We really need population size data, since the number of people in NZ also varies by age group.  Showing the percentage receiving benefits in each age group gives a different picture again


It looks as though

  • “working age” people 25-39 and 40-54 make up a larger fraction of those receiving benefits than people 18-24 or 55-64
  • a person receiving benefits is more likely to be, say, 20 or 60 than 35 or 45.
  • the proportion of people receiving benefits increases with age

These can all be true; they’re subtly different questions.

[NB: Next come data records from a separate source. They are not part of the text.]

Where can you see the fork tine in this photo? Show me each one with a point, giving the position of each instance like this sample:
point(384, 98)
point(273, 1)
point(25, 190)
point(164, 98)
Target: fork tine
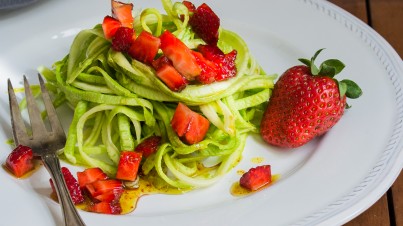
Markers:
point(38, 127)
point(51, 112)
point(17, 123)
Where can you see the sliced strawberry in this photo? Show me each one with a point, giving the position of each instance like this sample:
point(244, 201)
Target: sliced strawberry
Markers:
point(180, 55)
point(20, 160)
point(90, 175)
point(123, 12)
point(145, 47)
point(72, 185)
point(209, 70)
point(110, 25)
point(256, 177)
point(110, 196)
point(100, 187)
point(106, 208)
point(149, 146)
point(191, 7)
point(123, 39)
point(205, 23)
point(197, 129)
point(171, 77)
point(128, 166)
point(189, 125)
point(224, 62)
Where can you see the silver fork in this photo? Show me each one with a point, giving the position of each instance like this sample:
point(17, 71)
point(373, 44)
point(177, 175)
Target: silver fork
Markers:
point(44, 143)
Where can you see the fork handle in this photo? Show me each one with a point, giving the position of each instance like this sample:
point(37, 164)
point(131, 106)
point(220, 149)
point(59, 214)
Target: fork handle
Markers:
point(70, 214)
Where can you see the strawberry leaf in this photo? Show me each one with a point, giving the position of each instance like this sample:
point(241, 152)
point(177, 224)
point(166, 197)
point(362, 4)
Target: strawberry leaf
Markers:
point(342, 88)
point(353, 91)
point(331, 67)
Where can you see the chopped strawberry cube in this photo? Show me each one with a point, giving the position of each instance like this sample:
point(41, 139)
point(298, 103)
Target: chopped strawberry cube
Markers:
point(72, 185)
point(209, 70)
point(100, 187)
point(256, 177)
point(90, 175)
point(145, 47)
point(20, 160)
point(110, 25)
point(224, 62)
point(205, 23)
point(189, 125)
point(180, 55)
point(106, 208)
point(149, 146)
point(123, 39)
point(128, 166)
point(123, 12)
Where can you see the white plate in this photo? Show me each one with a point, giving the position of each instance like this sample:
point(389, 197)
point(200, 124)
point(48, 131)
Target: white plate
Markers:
point(328, 181)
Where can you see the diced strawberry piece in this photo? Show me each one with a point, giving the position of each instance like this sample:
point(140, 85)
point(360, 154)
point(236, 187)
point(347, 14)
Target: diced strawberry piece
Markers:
point(90, 175)
point(189, 125)
point(145, 47)
point(191, 7)
point(171, 77)
point(161, 61)
point(225, 62)
point(197, 129)
point(100, 187)
point(123, 12)
point(205, 23)
point(20, 160)
point(123, 39)
point(110, 196)
point(128, 166)
point(149, 146)
point(180, 55)
point(72, 185)
point(106, 208)
point(256, 177)
point(209, 70)
point(110, 25)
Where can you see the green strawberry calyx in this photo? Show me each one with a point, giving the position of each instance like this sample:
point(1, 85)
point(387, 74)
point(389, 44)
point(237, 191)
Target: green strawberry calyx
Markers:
point(331, 68)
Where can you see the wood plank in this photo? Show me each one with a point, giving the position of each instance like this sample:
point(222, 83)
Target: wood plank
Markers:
point(397, 195)
point(356, 7)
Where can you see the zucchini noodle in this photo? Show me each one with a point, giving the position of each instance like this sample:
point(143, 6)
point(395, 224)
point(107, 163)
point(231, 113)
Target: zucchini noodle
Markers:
point(118, 102)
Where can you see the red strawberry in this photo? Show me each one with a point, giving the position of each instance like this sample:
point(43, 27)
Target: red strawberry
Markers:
point(225, 63)
point(128, 166)
point(169, 75)
point(123, 12)
point(149, 145)
point(90, 175)
point(106, 208)
point(20, 160)
point(100, 187)
point(180, 55)
point(72, 185)
point(205, 23)
point(209, 70)
point(256, 177)
point(145, 47)
point(306, 103)
point(189, 125)
point(110, 25)
point(123, 39)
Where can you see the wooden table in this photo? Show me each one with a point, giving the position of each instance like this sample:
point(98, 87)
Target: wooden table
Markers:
point(386, 17)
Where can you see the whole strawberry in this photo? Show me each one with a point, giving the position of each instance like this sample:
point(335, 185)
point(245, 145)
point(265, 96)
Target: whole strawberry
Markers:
point(306, 102)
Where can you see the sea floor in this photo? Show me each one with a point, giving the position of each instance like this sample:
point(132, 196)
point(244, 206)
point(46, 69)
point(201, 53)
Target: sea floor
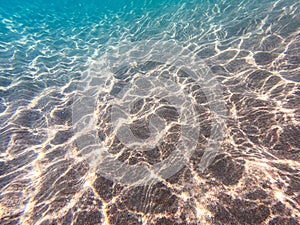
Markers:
point(150, 112)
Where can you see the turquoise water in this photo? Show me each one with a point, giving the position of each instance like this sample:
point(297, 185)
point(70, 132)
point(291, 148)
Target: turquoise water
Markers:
point(149, 112)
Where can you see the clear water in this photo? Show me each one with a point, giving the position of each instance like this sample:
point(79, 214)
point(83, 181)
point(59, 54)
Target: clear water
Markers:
point(149, 112)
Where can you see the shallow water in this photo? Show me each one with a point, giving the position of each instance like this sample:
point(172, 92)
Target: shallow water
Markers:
point(150, 112)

Part of the job of a statistician is to help you think about which one you wanted to ask.

August 9, 2017


  • From econ blog “Worthwhile Canadian Initiative”:  “The fraction of children earning more than their parents fell from approximately 90% for children born in 1940 to around 50% for children entering the labor market today. Not children. Boys, perhaps, but not children. “
  • From North and South, a story on what direct-to-consumer genetic testing might be good for.
  • There are lots of websites with useful and interesting data out there, but you need to worry about what the data mean. Kaiser Fung has an example from a Kaggle challenge involving Hollywood movies “Huge alarm bells should be going off in the analyst’s head right around now. There were only eleven movies about vampires? Only eleven martial arts movies? Only twelve movies involving superheroes?” (via Andrew Gelman)
  • Wired magazine reprints a Harper’s story about that 1984 revolution in numerical computing, the spreadsheet. “It is not far-fetched to imagine that the introduction of the electronic spreadsheet will have an effect like that brought about by the development during the Renaissance of double-entry bookkeeping. ” If anything, an underestimate.
August 8, 2017

Breast cancer alcohol twitter

Twitter is not an ideal format for science communication, because of the 140-character limitations: it’s easy to inadvertently leave something out.  Here’s one I was referred to this morning (link, so you can see if it is retracted)


Usually I’d think it was a bit unfair to go after this sort of thing on StatsChat.  The reason I’m making an exception here is the hashtag: this is a political statement by a person of mana.

There’s one gross inaccuracy (which I missed on first reading) and one sub-optimal presentation of risk.  To start off, though, there’s nothing wrong with the underlying number: unlike many of its ilk it isn’t an extrapolation from high levels of drinking and it isn’t obviously confounded, because moderate drinkers are otherwise in better health than non-drinkers on average.  The underlying number is that for each standard drink per day, the rate of breast cancer increases by a factor of about 1.1.

The gross inaccuracy is the lack of a per day qualifier, making the statement inaccurate by a factor of several thousand.  An average of one standard drink per day is not a huge amount, but it’s probably more than the average for women in NZ (given the  2007/08 New Zealand Alcohol and Drug Use Survey finding that about half of women drank alcohol less than weekly).

Relative rates are what the research produces, but people tend to think in absolute risks, despite the explicit “relative risk” in the tweet.  The rate of breast cancer in middle age (what the data are about) is fairly low. The lifetime risk for a 45 year old woman (if you don’t die of anything else before age 90) is about 12%.  A 10% increase in that is 13.2%, not 22%. It would take about 7 drinks per day to roughly double your risk (1.17=1.94)  — and you’d have other problems as well as breast cancer risk.